Materialize and split the dataset into n disjoint pieces.

Dataset.split_at_indices

Materialize and split the dataset at the given indices (like np.split).

Dataset.split_proportionately

Materialize and split the dataset using proportions.

Dataset.streaming_split

Returns n DataIterators that can be used to read disjoint subsets of the dataset in parallel.

Dataset.train_test_split

Materialize and split the dataset into train and test subsets.

Dataset.union

Concatenate Datasets across rows.

Dataset.zip

Zip the columns of this dataset with the columns of another.

Schema#

class ray.data.Schema(base_schema: pyarrow.lib.Schema | PandasBlockSchema, *, data_context: DataContext | None = None)[source]#

Dataset schema.

base_schema#

The underlying Arrow or Pandas schema.

PublicAPI (beta): This API is in beta and may change before becoming stable.

Developer API#

Dataset.to_pandas_refs

Converts this Dataset into a distributed set of Pandas dataframes.

Dataset.to_numpy_refs

Converts this Dataset into a distributed set of NumPy ndarrays or dictionary of NumPy ndarrays.

Dataset.to_arrow_refs

Convert this Dataset into a distributed set of PyArrow tables.
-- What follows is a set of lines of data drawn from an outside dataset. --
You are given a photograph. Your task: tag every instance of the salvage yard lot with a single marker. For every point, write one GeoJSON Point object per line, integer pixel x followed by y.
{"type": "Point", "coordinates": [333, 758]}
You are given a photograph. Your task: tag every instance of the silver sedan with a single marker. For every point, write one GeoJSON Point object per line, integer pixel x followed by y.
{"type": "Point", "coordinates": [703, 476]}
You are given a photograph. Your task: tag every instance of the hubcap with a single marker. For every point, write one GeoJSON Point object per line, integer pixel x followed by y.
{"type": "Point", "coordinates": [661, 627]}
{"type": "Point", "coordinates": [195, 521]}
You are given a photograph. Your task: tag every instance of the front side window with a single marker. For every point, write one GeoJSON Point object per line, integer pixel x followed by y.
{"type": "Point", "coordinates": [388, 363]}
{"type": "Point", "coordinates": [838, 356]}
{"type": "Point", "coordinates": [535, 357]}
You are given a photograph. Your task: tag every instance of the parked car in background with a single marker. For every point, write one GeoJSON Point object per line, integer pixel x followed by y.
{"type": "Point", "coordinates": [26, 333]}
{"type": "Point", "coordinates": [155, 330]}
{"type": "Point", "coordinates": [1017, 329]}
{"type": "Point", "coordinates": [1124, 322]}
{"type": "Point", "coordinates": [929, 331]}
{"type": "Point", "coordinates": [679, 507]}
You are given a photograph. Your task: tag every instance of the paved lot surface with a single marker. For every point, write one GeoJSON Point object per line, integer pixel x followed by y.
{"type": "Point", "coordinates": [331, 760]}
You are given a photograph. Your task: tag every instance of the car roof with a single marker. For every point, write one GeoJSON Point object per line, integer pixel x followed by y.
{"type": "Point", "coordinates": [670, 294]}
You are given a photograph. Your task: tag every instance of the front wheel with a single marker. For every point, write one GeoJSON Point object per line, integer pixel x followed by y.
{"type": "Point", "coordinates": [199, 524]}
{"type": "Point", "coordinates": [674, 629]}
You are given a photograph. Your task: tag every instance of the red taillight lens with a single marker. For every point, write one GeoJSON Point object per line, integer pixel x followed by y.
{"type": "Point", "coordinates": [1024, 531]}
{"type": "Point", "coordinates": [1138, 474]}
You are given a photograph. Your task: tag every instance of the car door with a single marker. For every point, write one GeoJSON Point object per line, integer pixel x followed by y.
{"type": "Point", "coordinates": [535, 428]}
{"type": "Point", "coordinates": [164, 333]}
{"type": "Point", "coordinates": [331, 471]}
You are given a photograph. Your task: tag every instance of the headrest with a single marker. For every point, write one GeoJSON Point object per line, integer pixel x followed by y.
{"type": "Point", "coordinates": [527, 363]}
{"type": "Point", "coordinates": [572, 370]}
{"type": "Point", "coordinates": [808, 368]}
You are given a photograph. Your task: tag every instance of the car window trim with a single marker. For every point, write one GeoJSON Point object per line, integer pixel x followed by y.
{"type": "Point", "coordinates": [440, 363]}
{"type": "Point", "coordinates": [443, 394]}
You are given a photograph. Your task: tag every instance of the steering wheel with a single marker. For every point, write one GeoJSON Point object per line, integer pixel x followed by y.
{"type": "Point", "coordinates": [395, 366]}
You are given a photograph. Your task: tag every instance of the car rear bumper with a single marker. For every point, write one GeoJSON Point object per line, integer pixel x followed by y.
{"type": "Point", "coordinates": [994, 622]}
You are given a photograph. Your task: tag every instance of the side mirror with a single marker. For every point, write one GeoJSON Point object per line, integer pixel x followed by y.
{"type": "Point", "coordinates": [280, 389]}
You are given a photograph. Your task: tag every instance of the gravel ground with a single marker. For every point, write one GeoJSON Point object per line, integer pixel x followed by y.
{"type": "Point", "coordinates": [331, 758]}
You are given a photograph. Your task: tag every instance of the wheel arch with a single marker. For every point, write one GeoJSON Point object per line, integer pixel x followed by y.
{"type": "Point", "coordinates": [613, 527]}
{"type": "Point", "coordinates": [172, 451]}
Dataset.iter_internal_ref_bundles

Get an iterator over RefBundles belonging to this Dataset.

block.Block

alias of pyarrow.Table | pandas.DataFrame

block.BlockExecStats

Execution stats for this block.

block.BlockMetadata

Metadata about the block.

block.BlockAccessor

Provides accessor methods for a specific block.

Deprecated API#

Dataset.iter_tf_batches

Return an iterable over batches of data represented as TensorFlow tensors.

Dataset.to_torch

Return a Torch IterableDataset over this Dataset.